One of my best friends went to University of Portland. Like a good college fan, he roots for his own alumni and he despises the Gonzaga Bulldogs. This conflict of interest has appeared in our lives before, but it is something we can always work through.
The one thing he enjoyed about Gonzaga is that when the Pilots played, it provided an opportunity for him to watch his team on TV twice a year (this was before streaming on the internet was a thing).
We would trot over to our local bar (shoutout to the Roanoke in Seattle), settle in with our pitchers of cheap beer, and watch Gonzaga usually obliterate Portland. Each game, we made a good natured bet: a beer on the game. I always won the beer.
We had to up the bet eventually, because it was very clear that he was just buying me beers on game night, even though he was always on the losing side. We incorporated beating the spread into it. Gonzaga continued to do the Lord’s work.

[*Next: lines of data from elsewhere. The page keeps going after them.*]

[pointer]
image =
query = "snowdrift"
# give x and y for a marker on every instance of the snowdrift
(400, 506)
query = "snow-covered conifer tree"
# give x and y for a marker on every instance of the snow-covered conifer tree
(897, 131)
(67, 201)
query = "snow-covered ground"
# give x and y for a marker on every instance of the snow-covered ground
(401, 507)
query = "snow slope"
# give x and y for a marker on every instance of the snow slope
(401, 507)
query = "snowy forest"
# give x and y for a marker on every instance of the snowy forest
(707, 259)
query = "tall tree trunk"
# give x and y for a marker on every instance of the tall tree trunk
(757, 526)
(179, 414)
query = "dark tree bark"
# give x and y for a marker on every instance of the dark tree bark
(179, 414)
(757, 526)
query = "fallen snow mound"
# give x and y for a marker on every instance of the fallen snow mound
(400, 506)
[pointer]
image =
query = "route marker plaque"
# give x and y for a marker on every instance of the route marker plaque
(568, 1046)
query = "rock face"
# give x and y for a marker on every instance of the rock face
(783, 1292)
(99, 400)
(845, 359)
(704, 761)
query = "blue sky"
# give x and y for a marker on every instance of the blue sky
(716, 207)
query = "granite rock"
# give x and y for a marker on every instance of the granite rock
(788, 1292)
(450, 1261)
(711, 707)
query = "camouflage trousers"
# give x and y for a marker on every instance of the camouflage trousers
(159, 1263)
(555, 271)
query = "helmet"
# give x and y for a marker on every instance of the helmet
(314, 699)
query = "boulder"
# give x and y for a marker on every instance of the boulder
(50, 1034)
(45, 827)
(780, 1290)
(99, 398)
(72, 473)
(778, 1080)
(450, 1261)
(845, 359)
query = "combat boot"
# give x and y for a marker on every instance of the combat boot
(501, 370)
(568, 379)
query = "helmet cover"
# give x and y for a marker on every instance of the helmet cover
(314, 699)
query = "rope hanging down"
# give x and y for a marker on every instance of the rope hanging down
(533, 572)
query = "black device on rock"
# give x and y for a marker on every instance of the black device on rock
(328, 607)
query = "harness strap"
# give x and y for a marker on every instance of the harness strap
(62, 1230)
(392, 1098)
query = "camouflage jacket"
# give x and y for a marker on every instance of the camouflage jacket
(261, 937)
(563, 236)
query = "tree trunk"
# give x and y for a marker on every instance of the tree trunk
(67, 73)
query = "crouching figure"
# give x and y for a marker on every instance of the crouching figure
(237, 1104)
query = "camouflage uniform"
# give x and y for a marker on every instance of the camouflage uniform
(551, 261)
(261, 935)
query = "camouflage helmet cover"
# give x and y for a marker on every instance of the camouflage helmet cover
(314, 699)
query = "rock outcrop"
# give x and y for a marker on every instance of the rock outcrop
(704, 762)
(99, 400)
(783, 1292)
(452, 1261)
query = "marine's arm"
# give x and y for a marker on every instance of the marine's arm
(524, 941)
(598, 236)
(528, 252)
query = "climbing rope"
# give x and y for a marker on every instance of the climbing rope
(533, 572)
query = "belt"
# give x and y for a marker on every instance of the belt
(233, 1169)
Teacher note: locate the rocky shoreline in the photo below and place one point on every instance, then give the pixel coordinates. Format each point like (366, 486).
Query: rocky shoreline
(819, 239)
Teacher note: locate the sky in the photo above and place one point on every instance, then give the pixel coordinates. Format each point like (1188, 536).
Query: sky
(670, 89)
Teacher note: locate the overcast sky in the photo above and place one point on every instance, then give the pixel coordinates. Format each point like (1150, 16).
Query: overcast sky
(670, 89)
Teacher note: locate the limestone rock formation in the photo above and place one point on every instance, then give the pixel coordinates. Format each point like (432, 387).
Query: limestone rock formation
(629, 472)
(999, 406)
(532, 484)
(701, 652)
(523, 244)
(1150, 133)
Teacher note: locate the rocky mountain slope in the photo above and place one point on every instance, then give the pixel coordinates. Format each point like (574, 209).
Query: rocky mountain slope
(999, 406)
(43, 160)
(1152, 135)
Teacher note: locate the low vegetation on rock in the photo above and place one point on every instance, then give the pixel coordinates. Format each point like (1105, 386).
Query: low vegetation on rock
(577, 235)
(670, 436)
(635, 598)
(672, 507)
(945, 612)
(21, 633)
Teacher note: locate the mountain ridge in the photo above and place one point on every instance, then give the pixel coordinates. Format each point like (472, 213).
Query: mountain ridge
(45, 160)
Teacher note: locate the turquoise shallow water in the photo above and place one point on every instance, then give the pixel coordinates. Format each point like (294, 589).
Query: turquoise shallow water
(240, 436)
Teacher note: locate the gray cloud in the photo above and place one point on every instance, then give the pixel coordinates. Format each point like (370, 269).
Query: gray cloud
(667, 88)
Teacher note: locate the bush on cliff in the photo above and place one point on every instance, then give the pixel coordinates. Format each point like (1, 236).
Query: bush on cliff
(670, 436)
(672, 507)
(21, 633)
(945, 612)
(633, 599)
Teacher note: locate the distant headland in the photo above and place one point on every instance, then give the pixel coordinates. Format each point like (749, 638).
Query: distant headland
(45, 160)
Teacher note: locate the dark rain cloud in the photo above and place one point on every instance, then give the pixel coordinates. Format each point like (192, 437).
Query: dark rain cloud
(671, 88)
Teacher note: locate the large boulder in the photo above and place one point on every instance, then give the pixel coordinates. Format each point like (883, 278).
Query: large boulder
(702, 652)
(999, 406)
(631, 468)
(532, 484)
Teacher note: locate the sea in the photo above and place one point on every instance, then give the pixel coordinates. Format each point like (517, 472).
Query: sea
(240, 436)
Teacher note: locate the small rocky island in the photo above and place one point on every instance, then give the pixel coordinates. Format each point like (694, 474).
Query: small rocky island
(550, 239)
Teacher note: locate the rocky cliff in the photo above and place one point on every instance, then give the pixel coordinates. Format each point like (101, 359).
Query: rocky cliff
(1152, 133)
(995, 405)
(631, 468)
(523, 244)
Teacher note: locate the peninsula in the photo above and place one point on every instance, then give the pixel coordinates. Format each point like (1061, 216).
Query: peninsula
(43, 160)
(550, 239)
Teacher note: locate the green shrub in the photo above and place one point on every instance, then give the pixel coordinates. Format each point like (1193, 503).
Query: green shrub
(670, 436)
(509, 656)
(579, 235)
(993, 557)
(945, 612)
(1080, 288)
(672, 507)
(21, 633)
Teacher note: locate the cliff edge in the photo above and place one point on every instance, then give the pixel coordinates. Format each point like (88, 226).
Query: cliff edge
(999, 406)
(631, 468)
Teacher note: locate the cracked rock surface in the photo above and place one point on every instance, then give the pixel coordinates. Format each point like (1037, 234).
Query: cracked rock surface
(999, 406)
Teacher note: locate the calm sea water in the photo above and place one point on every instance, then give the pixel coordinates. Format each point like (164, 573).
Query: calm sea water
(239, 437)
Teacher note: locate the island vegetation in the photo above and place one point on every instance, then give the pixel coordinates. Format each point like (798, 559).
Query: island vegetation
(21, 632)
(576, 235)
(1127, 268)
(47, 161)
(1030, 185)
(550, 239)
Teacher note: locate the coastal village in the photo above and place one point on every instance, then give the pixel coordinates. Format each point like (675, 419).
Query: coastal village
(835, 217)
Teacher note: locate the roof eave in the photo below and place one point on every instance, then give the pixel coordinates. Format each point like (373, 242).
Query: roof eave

Eventually, the bet became a bit more serious. If Gonzaga didn’t beat the spread, I’d buy him a pitcher of beer. That still never happened.
Then, at some point, the bet turned into one of more financial gravity: If Gonzaga won, he bought me a beer. If Portland won, I would buy him a keg of beer. The winning continued, until it finally stopped.
On Jan. 9, 2014, a Gonzaga team that had bounced in an out of the top 25 all season inexplicably lost at the Chiles Center by nine points. If you look at the box score, the lines are pretty even. There wasn’t really a fundamental reason why Gonzaga lost, outside of just getting outplayed by a hungrier team. Portland hit a few more threes and made their free throws. That was the difference.
I was watching the game at his house. My friend melted off his couch just sort of screaming “yes” into the void. He pulled out his garbage pre-iphone handheld media device and tried to take a video of the scene, which was a total of three of us (two Gonzaga fans, one Portland fans) in a basically empty living room. The pixelated footage consists of me staring in utter disbelief at the TV, a good portion of footage of the walls, and his incomprehensible excitement. If there was ever a high point of Portland basketball, that evening might be it.